Reading Online Novel

Kathleen E. Woodiwiss(2)



His words had nipped at Shanna’s pride, bringing a rush of tears to her eyes. Heedless of her distress, her father had ranted on, setting the spur deeper.

“Damn me, girl! What have I built my fortune for, if not for my own kin? But seen to your way, ‘twill go no further than your grave. Blast it all, I want grandchildren! Are you set to be a spinster who rejects every man that comes courting? Your children could be powers at court if they have a title to aid them. They’ll need but two things to be successful in this world and accepted by royalty. I give them one—wealth—more than you can spend in a lifetime. You can gain them the other—a name no one would dare question, a name with a lineage so pure and fine ’twill need a good stock of common blood to strengthen it. Such a name can do as much to open doors as riches. But with no other name than Trahern, they’ll be little more than merchants.” His voice had sharpened in anger. “ ‘Tis my hell that I am given a daughter with the looks to choose among the bluest lines, one to make barons, earls, even dukes fawn and drool upon themselves for the want of her. But she dallies like some dreamy twit for a silver knight on a white charger who might match her own untouched purity.”

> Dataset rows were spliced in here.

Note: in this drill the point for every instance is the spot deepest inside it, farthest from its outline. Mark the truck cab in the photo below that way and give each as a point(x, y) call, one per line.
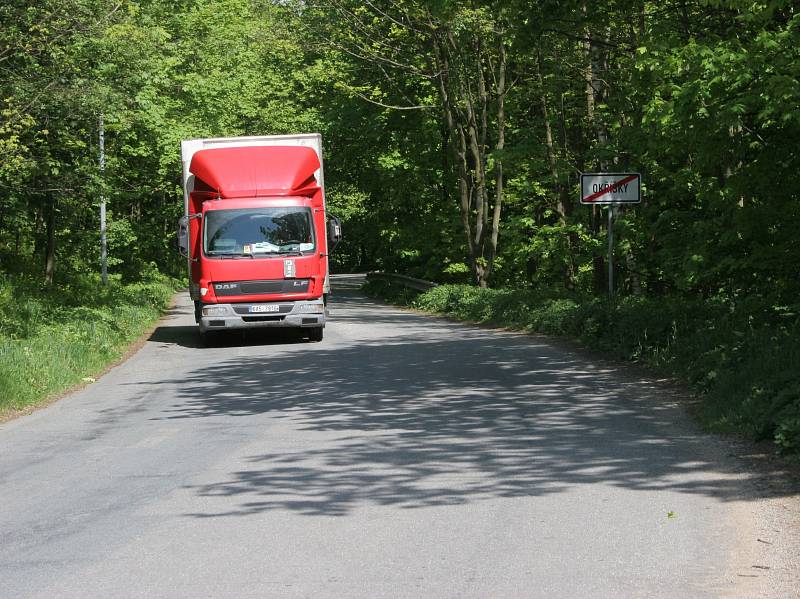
point(256, 234)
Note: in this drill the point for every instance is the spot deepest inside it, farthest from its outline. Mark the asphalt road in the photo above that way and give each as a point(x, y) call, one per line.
point(404, 456)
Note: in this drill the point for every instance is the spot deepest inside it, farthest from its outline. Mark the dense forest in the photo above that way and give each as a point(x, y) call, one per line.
point(455, 133)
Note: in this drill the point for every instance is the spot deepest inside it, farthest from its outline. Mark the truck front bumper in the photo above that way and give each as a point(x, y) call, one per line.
point(297, 314)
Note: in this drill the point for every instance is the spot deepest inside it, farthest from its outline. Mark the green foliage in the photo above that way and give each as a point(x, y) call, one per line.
point(51, 338)
point(748, 376)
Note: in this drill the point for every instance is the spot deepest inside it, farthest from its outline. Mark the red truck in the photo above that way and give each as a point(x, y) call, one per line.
point(255, 232)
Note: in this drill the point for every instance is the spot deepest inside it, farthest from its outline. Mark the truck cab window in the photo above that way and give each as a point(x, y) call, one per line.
point(258, 231)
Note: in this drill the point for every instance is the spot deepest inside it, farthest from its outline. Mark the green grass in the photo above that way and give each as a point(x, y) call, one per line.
point(52, 339)
point(742, 360)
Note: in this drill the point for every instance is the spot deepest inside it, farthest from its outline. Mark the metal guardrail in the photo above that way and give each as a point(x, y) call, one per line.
point(410, 282)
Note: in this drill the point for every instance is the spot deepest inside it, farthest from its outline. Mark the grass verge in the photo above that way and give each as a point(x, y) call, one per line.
point(742, 360)
point(52, 339)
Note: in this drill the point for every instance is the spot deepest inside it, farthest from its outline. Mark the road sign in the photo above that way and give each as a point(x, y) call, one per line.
point(611, 188)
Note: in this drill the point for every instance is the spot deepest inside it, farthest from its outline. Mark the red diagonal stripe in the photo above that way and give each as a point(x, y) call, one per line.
point(608, 189)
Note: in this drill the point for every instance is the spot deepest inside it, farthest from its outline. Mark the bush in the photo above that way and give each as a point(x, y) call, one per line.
point(52, 338)
point(744, 361)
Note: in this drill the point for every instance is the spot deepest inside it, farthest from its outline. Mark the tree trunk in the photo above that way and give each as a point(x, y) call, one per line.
point(50, 253)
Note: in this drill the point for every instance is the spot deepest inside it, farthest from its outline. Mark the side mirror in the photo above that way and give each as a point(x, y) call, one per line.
point(183, 235)
point(334, 232)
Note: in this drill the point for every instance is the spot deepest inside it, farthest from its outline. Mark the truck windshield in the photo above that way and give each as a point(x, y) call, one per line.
point(254, 231)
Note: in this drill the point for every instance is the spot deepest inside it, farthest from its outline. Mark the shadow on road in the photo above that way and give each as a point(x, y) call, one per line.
point(461, 416)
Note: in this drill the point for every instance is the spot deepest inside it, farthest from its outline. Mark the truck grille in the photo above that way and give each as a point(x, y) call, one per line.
point(261, 287)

Shanna’s folly had been in answering her father rashly and with heated words. They were soon engaged in a stormy exchange which had ended abruptly when he slammed down his brawny fist and dared her to speak further. His angry glare had burned into her.

“You have a year to settle your fancies,” he roared. “Your period of grace ceases on your first-and-twentieth year, the day marking your birth. If you have not wed into a family of the aristocracy by then, I’ll name the next ready swain still young enough to get you with child as your husband. And if I must drag you to the altar in chains, you will obey!”

Shanna had been stunned into incredulous silence at his crudity, but she knew with a sinking heart it was no jest. Orlan Trahern’s word was a promise never broken.

Her father continued in a somewhat subdued tone. “Since we are ever at odds these days, I will give you ease of my presence. Ralston sails for London on my business. You will go with him, and Pitney as well. I know you can bend Pitney around your little finger—you’ve done it ever since you were a child. But Ralston should be able to keep the two of you out of mischief and honest enough for what I want. You may take your maid Hergus as well. On the second of December next, your year is done, and you will return to Los Camellos with or without a spouse. And if ‘tis none you’ve found, the matter shall be out of your hands.”

Orlan Trahern had known a hard life as a youth. At the age of twelve, he saw his father, a Welsh highwayman, hanged from a roadside tree for his crimes. His mother, reduced to working as a scullery maid, died just a few years later of the ague, weakened by years of overwork, meager food, and cold winter drafts. Orlan had buried her and had sworn he would make a better way for himself and his own.

Remembering the gray oak where his father had swung, the lad had worked hard and wisely, careful to be scrupulously honest. His tongue was quick, as was his wit, and his mind was agile. He soon grasped the ways of money, rents, interest, investments, and, most of all, the calculated risk for high return. Young Trahern first borrowed money for his ventures but soon was using his own. Then others began to come to him for money. Anything his talents touched fattened his coffers, and he began to acquire country estates, townhouses, stately manors, and property. In return for notes redeemable by the Crown he had accepted a grant to a small, verdant isle of the Caribbean to which he immediately retreated to enjoy his riches and more leisurely manage the flow of wealth into his accounts.

His successes had earned him the title “Lord” Trahern from dirty-faced vendors and crafty merchants, for he was indeed the lord of the marketplace. Aristocrats used the title out of necessity when they went to him for loans, finding small comfort in having to beg him for moneys but considering him well beneath them they rejected him socially. Orlan yearned to be accepted as their peer, and it was difficult for him to accept that desire in himself. He was not a man to crawl, and he learned to pull the strings well on a man’s life. Now he tried to do it with his only child. The slights that he had received during the years spent accumulating his fortune were in a large part responsible for the rift that now made his beautiful daughter withdraw into herself.

But Shanna was of the same temperament as her stubborn and forthright father. While Georgiana Trahern was alive, she had soothed the rifts and softened the arguments between her husband and child, but her passing five years previous had taken from them their mediator. Now there was no one who could gently dissuade the willful, elder Trahern or ply the daughter with her duties.